News broke this morning that the Gap and longtime creative director Patrick Robinson (left) are parting ways. Robinson, an alum of Paco Rabanne, Perry Ellis, and Anne Klein, was brought in in 2007 to revamp the retailer’s offerings and revive interest in the brand. Sales numbers suggest that mission didn’t quite succeed—even if, as Gap’s presentations showed, there were some hits. And so the label begins to search for a successor, making it the latest in long line of high-profile companies with a vacancy at the top.
But there’s one section of the company whose designs have been consistently strong: GapKids. As the mothers on our staff can attest, the children’s stores have an energy that’s been missing from the adult’s—and, some say, a keener eye on trends, even readily translatable adult trends, than you can find at Gap. The Stella McCartney GapKids collection famously found more than a few fans among moms and adults in the largest sizes; and while few are likely to fit into GapKids’ own colored jeans and tutu skirts, we know some who make runs for Saint James-style striped tees and denim jackets. “The kids department is fun,” said one insider we spoke to. “When you walk into Gap, it’s beige, white, black, taupe.”

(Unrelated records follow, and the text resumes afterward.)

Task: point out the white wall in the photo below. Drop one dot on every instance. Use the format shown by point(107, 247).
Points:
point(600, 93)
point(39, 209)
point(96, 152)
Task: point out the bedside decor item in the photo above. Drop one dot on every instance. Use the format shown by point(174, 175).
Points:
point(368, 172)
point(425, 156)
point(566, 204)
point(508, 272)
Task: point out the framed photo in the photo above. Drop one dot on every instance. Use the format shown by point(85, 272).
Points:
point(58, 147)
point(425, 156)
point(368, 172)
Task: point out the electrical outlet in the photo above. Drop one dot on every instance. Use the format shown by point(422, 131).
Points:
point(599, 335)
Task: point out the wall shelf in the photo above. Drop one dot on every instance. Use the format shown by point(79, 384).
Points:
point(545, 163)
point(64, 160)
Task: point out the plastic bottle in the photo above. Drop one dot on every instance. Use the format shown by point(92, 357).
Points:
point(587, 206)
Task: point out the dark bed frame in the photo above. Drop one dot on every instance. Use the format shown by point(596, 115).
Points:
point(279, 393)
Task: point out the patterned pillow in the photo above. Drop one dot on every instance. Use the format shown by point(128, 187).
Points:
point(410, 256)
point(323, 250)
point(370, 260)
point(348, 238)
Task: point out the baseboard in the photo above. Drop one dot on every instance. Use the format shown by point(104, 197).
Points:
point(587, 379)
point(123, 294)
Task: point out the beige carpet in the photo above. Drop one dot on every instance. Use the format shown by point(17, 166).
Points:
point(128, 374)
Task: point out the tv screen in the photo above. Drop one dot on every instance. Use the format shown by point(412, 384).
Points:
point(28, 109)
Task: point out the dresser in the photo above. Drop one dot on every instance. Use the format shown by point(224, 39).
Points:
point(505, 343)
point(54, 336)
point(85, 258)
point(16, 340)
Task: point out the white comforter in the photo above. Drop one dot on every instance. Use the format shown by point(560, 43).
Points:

Bringing some of the vitality of GapKids to the adult sector might, we think, be just what the retailer needs. And it seems to be taking a step in that direction. Women’s Wear Daily reports that Pam Wallack, head of the Gap Global Creative Center, has tapped Jennifer Giangualano, its SVP of kids and baby design, “to provide leadership and direction on adult design,” while the label hunts for Robinson’s replacement. Should they call off the search?